Qué tipos de seguros hay y qué tener en cuenta antes de contratarlos



1 Protección. El crecimiento del seguro como una herramienta protectora ha sido algo constante en los últimos años a nivel global. En nuestro país, el seguro se rige no solamente por el principio estricto de seguridad personal y de vida, sino que es también una forma de sostener el patrimonio. En el mundo, el mercado asegurador total mueve un total de 5,2 billones de dólares en primas de seguro directo; más de la mitad corresponde a seguros de vida. En América Latina está solamente el 3% de esa producción y el gasto per cápita en seguros fue de 247 dólares en el último año.

2 Primas. La determinación de las primas (es decir, de las cuotas a pagar) es un trabajo en el que están involucradas muchas variables, que se van perfeccionando a medida que surgen nuevas herramientas que permiten una tarea más precisa y personalizada. Hay conceptos básicos y consensuados desde lo económico para la determinación de una prima, que no solo rige para el caso de un seguro, sino también para cualquier instrumento financiero al que se le quiera asignar un valor. Aquí entran en juego variables como la duración, la cantidad o el valor que se quiera asegurar, el riesgo de la persona que se asegura, los gastos internos y los impuestos asociados. A grandes rasgos, la regla general gira en que cuanto mayor sea la posibilidad de sufrir un accidente, mayor será la cuota a pagar cada mes por el riesgo que asume el asegurador.

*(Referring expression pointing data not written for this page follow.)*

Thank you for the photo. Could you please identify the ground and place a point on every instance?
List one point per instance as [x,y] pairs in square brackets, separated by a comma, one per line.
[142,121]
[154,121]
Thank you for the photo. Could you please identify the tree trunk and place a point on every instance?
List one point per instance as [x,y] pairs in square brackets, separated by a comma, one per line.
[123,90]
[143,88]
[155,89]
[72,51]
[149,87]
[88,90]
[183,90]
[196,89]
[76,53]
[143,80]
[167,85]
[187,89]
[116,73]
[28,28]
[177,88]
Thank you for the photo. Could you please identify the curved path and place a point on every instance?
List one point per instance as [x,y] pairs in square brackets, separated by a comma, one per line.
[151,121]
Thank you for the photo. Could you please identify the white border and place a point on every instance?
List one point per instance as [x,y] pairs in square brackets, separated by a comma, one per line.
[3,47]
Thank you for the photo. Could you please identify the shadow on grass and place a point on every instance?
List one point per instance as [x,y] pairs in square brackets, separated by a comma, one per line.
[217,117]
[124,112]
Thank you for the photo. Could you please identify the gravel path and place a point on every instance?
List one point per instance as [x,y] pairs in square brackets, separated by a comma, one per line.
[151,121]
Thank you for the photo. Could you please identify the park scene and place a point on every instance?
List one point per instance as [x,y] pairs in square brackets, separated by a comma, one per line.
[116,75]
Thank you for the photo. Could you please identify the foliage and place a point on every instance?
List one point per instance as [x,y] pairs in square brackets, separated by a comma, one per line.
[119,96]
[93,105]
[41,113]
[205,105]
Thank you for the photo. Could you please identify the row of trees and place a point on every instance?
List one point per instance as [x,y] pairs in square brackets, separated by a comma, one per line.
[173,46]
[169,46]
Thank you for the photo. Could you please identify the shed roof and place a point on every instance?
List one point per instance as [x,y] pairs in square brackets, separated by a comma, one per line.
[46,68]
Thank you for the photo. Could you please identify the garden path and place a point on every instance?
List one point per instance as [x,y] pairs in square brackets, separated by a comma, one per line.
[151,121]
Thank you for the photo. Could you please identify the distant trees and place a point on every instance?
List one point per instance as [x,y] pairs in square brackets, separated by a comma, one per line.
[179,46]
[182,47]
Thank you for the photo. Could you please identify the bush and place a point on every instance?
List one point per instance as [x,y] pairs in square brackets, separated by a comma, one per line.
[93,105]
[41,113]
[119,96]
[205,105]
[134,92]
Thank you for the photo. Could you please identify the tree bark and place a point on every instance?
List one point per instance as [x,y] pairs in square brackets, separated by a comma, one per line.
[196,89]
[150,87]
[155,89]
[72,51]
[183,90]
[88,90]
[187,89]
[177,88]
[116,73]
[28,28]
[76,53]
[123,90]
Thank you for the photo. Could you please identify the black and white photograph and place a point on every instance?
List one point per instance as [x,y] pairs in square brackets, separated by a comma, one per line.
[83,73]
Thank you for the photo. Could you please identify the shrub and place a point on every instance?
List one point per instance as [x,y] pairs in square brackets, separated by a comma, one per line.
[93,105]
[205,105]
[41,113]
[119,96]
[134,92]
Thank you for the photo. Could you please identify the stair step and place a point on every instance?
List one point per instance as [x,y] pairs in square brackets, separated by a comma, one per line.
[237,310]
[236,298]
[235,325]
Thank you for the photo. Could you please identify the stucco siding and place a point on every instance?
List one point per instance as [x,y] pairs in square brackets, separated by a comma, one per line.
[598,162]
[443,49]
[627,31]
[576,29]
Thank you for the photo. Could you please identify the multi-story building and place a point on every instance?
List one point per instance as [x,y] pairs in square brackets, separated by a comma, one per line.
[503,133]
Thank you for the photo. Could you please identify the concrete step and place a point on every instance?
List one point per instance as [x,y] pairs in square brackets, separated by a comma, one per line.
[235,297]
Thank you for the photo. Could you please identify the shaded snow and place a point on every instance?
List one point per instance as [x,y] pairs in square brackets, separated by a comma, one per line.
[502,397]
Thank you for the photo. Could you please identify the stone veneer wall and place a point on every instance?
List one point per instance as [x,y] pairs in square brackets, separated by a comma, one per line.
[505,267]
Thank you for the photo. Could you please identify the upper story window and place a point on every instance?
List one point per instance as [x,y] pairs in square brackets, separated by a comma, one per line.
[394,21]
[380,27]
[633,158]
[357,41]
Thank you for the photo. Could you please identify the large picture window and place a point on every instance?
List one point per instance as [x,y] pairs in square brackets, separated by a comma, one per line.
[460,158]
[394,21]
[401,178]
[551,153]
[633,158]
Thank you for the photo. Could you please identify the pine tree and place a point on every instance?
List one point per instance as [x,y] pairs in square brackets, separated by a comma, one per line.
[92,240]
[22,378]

3 Qué pasa en la Argentina. En nuestro país, los seguros de vida y de retiro no siguen la tendencia global y son un mercado poco desarrollado. Solamente el 14% del total de seguros corresponde al conjunto de coberturas de seguro de vida colectivo, seguro de vida individual y seguro de retiro. Dentro del 86% restante, el de automóviles es el de mayor peso (casi el 43% de los seguros “no vida”), mientras que el de accidentes de trabajo representa casi el 30% del total. El resto son seguros de incendio, accidentes personales y responsabilidad civil, entre muchos otros. Las compañías de seguro están controladas por la Superintendencia de Seguros, que restringe los comportamiento que pueden tener en la inversión de los fondos. Casi dos tercios de los recursos están en instrumentos de renta fija, muy por debajo del promedio de la OCDE, que se acerca al 90%. El resto está en su mayoría en fondos comunes de inversión y, en menor medida, en activos de renta variable y otros.

4 Motivos. Hay varias razones por las cuales se toma la decisión de contratar seguros. La primera tiene que ver con el cuidado del grupo familiar; es decir, con prever que los allegados a un asegurado cobren una cifra tal que les permita tener un ahorro consolidado ante un evento imprevisto y poco deseable. En segundo lugar, si bien por ley los empleadores deben ofrecer de manera obligatoria un seguro de vida a sus empleados, muchas veces eso no es suficiente, o está el caso de personas que no se encuentran en relación de dependencia. Otra razón tiene que ver exclusivamente con el ahorro. Este tipo de seguros puede ser o no capitalizable. En el segundo caso, la cuota inicial es más alta, pero es posible retirar el monto ahorrado en cualquier momento, pasado cierto tiempo.

5 Decisión. ¿Vale la pena? Como en todas las columnas de economía cotidiana, aprendemos opciones para optimizar la calidad de vida. Luego, las decisiones son de carácter individual dependerán de las necesidades y las posibilidades. Los seguros de retiro y de vida son una manera segura de ahorrar y darle algo más de previsión al futuro en un contexto muy incierto. Los rendimientos son los que podría obtener un inversor moderado que piensa en el largo plazo y aprovecha los incentivos impositivos de estas opciones. Es una herramienta importante a tener en cuenta, si se quiere distribuir el ahorro en diferentes opciones y con objetivos de cara al futuro.